Bug: mdunlinkfiletag unlinks mainfork seg.0 instead of indicated fork+segment

Started by Matthias van de Meentover 1 year ago6 messageshackers
Jump to latest
#1Matthias van de Meent
boekewurm+postgres@gmail.com

Hi,

I noticed that the MD smgr internals misbehave when unlink requests
for specific forks or specific segments are sent through SyncOps, as
it currently always unlinks segment 0 of the main fork, even if only a
different fork and/or segment was requested.

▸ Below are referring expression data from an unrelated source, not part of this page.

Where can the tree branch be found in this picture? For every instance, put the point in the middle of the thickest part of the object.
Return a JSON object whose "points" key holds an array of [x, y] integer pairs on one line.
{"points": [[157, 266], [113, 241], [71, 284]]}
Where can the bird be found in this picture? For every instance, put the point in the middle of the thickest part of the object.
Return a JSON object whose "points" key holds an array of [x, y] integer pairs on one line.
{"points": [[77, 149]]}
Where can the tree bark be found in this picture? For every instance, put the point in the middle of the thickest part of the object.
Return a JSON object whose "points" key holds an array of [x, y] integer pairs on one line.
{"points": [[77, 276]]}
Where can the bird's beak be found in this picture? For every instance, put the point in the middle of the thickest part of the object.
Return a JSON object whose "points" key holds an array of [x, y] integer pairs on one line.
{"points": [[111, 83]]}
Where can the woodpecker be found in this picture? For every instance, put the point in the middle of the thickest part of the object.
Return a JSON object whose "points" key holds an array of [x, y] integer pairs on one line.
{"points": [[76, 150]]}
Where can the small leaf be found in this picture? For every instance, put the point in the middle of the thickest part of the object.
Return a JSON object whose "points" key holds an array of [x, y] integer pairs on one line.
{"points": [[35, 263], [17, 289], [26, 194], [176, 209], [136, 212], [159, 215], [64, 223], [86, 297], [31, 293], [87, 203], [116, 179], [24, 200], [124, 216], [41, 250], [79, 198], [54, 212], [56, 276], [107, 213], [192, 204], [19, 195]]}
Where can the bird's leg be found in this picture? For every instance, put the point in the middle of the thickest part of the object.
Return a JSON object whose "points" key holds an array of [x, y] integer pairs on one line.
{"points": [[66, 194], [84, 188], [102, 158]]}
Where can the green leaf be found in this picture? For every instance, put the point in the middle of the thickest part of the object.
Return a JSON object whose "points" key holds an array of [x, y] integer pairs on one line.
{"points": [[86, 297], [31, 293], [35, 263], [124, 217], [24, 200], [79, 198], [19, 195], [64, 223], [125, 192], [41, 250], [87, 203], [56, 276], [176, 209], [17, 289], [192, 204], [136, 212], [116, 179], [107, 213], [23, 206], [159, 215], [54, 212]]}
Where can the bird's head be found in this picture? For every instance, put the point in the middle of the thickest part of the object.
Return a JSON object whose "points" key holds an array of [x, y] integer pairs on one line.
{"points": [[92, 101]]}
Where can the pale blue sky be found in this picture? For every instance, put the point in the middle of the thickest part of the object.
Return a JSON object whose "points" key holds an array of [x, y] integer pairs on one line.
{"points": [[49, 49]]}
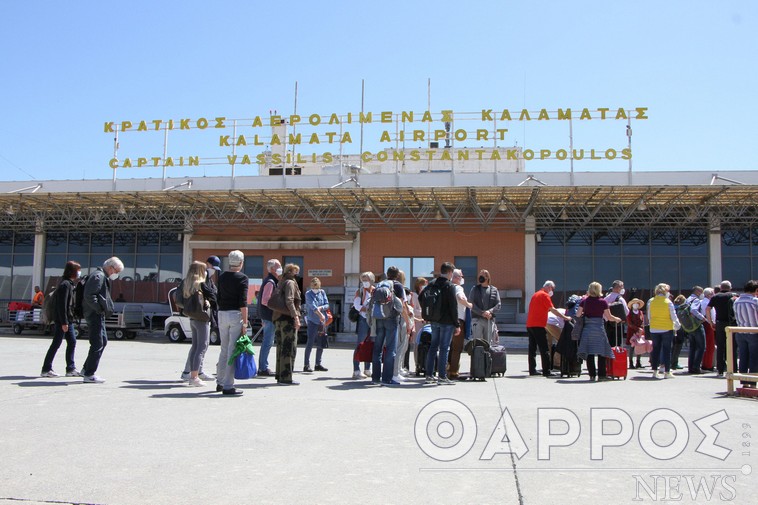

While probably not extremely critical, it seems bad to not unlink the
right segment while in recovery, so here's a patch that unlinks the
exact requested files.

The unlinking of forks in the FileTag infrastructure has been broken
since b0a55e43 in PG16, while a segment number other than 0 has never
been unlinked (at least not since the introduction of the system with
3eb77eba in PG12). However, extensions may still make use of this and
incorrectly assume that only the requested file of the requested fork
's segment will be unlinked, when it actually unlinks data from the
main fork.

The attached fixes that for PG16+. PG13-15 will take a little bit more
effort due to code changes in PG16; though it'd probably still require
a relatively minor change.

Kind regards,

Matthias van de Meent.
Neon (https://neon.tech)

Attachments:

v1-0001-MD-smgr-Unlink-the-requested-file-segment-not-mai.patchapplication/octet-stream; name=v1-0001-MD-smgr-Unlink-the-requested-file-segment-not-mai.patchDownload+16-3
#2Thomas Munro
thomas.munro@gmail.com
In reply to: Matthias van de Meent (#1)
Re: Bug: mdunlinkfiletag unlinks mainfork seg.0 instead of indicated fork+segment

On Sat, Dec 21, 2024 at 11:41 AM Matthias van de Meent
<boekewurm+postgres@gmail.com> wrote:

The unlinking of forks in the FileTag infrastructure has been broken
since b0a55e43 in PG16,

Well spotted.

-    p = relpathperm(ftag->rlocator, MAIN_FORKNUM);
+    p = _mdfd_segpath_rflb(rlfb, ftag->forknum, ftag->segno);

As you say, a harmless thinko as far as core is concerned, as we only
ever use it for the "tombstone" file preventing relfilenode recycling.
The tombstone is the bare relfilenode (main segment 0), since every
other segment is unlinked on commit.

while a segment number other than 0 has never
been unlinked (at least not since the introduction of the system with
3eb77eba in PG12)

Right, and that predates the FileTag refactoring, it's just that the
earlier coding didn't explicitly mention the segment number so it
looks slightly different. In fact it was hard-coded to unlink
relpathperm(entry->rnode, MAIN_FORKNUM) before that work, so both fork
and segment number were always fixed, it's just that the FileTag
mechanism was made slightly more general, really for the SYNC stuff,
not so much for the UNLINK stuff which uses the same tags.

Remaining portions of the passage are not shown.